Anyway, if you have more questions, let me know and we’ll open another thread dedicated to the subject.

I know. I haven’t posted during this rotation. But with being really busy with surgery, studying for surgeries to be performed, and everything else, I felt it better to just finish the rotation and then make an entry.





I have to tell you. I went into surgery thinking I wouldn’t do very well, but I really loved it and I think I did just fine! I can see why Natalie loves it so much. If I were physically able, I think I would consider it myself!





During the last month I have had the opportunity to learn all about EGDs and colonoscopies. Even got to do one colonoscopy myself, with the help of my preceptor. I had no idea how hard it can be to get that camera around the splenic and hepatic flexures.





Then there is the time in the OR. That was my favorite!! From laparoscopic appendectomies with perforated, abscessed appendices and laparoscopic cholecystectomies to hernia repairs (inguinal, umbilical, and incisional) to the more complicated surgeries such as hemicolectomies and sigmoid resections with end colostomies.
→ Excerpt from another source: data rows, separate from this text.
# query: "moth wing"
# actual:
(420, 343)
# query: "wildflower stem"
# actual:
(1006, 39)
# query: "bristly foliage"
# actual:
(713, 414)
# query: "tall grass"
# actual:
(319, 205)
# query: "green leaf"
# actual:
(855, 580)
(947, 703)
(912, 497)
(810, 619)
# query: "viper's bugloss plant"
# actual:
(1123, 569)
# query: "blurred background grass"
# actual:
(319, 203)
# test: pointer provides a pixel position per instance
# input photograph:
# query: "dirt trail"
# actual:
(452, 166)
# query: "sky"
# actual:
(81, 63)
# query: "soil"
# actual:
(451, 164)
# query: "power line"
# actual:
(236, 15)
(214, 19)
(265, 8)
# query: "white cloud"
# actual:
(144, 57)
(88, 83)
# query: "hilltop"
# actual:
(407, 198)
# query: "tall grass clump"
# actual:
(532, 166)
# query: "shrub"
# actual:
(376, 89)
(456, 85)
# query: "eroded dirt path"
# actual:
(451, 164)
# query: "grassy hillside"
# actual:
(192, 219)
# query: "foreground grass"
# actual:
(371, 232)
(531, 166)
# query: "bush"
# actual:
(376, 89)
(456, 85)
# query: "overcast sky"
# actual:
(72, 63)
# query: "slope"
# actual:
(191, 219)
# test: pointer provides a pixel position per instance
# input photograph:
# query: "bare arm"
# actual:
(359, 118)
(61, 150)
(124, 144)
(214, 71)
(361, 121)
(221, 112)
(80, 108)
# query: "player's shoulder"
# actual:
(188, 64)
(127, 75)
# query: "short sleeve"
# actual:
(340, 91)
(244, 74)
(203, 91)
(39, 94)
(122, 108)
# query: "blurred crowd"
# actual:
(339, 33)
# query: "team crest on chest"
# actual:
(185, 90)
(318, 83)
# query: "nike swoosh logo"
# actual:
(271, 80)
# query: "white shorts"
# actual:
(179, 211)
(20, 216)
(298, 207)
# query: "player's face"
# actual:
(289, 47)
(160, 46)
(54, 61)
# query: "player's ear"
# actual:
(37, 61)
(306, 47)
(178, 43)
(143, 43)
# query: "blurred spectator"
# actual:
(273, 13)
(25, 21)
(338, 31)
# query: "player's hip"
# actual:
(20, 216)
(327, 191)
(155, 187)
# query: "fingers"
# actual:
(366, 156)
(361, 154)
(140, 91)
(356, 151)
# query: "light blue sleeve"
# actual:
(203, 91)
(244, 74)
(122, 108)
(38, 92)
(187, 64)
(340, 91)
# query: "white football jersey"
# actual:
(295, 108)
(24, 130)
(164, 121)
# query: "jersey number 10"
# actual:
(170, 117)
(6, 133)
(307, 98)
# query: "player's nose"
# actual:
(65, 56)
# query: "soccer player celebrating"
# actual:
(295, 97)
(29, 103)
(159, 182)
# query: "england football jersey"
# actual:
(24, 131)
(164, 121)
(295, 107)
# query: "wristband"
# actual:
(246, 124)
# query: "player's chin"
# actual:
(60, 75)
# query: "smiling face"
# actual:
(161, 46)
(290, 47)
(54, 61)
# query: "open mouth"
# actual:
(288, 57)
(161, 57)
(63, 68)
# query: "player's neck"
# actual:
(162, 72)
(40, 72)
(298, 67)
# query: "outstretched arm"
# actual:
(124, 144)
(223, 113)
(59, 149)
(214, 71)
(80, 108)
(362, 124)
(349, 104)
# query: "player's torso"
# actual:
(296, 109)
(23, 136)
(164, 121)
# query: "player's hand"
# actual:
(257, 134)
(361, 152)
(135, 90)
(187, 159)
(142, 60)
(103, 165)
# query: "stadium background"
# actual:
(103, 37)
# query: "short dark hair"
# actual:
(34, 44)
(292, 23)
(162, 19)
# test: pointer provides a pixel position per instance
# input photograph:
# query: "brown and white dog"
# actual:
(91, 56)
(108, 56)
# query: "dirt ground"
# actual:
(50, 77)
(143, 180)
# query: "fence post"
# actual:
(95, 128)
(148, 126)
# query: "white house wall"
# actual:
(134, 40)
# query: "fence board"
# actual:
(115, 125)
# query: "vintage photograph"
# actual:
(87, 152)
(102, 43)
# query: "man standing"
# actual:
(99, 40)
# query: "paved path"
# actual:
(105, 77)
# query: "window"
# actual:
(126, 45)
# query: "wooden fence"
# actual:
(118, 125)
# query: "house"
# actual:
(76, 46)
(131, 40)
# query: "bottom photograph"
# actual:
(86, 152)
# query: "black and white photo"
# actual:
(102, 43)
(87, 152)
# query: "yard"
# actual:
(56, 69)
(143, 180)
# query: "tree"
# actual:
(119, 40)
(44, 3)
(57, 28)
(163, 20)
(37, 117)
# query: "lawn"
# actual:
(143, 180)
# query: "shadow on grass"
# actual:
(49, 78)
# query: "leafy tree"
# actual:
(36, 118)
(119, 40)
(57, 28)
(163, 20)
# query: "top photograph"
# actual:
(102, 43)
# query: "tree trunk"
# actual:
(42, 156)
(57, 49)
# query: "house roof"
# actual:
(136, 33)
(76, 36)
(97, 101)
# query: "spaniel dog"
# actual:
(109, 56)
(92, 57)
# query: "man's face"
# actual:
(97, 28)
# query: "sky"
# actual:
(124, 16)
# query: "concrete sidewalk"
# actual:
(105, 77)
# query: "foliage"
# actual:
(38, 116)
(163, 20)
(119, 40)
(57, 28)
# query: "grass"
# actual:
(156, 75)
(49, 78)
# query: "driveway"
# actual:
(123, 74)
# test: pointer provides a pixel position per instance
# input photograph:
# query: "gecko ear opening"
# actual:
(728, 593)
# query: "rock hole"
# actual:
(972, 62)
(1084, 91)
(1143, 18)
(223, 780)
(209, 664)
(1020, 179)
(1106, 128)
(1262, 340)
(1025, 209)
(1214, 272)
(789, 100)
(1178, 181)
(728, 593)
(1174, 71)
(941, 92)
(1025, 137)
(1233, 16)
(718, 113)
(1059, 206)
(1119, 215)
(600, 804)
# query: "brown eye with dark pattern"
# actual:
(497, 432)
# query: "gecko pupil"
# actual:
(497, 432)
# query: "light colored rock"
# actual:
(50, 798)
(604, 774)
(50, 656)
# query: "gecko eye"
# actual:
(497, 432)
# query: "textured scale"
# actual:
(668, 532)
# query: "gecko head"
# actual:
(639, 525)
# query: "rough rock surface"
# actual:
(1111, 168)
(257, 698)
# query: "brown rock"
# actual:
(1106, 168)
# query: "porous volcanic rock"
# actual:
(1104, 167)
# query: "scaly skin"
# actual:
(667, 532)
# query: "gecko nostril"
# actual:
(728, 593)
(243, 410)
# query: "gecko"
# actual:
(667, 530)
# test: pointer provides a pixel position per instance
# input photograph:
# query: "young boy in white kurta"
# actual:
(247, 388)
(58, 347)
My preceptor was a little tough the first week, but after he saw my abilities, he allowed me to do a lot more hands-on.





One of my favorite cases was a really nice lady with breast cancer. We did a lumpectomy with clean margins and she is now very happy to undergo a little radiation therapy as prophylactic treatment to ensure less chance of recurrence.





When not in the OR, there is always the post-operative care on patients that had to stay in the hospital. And that went well. I did several consultation reports and lots of discharge summaries. It felt kind of strange for me to be writing up a surgery consultation, but I must have done it okay, because my preceptor continued to have me do them.





Then there were the clinic days. In the clinic we did several minor surgeries such as cyst or lipoma removals. And there were lots of preop visits where I did the history and physicals.





Overall, it was a great experience. And while I know I’ll never be a surgeon, it gave me an insight into how invaluable they are!

Congrats! It sounds like it was an incredible experience!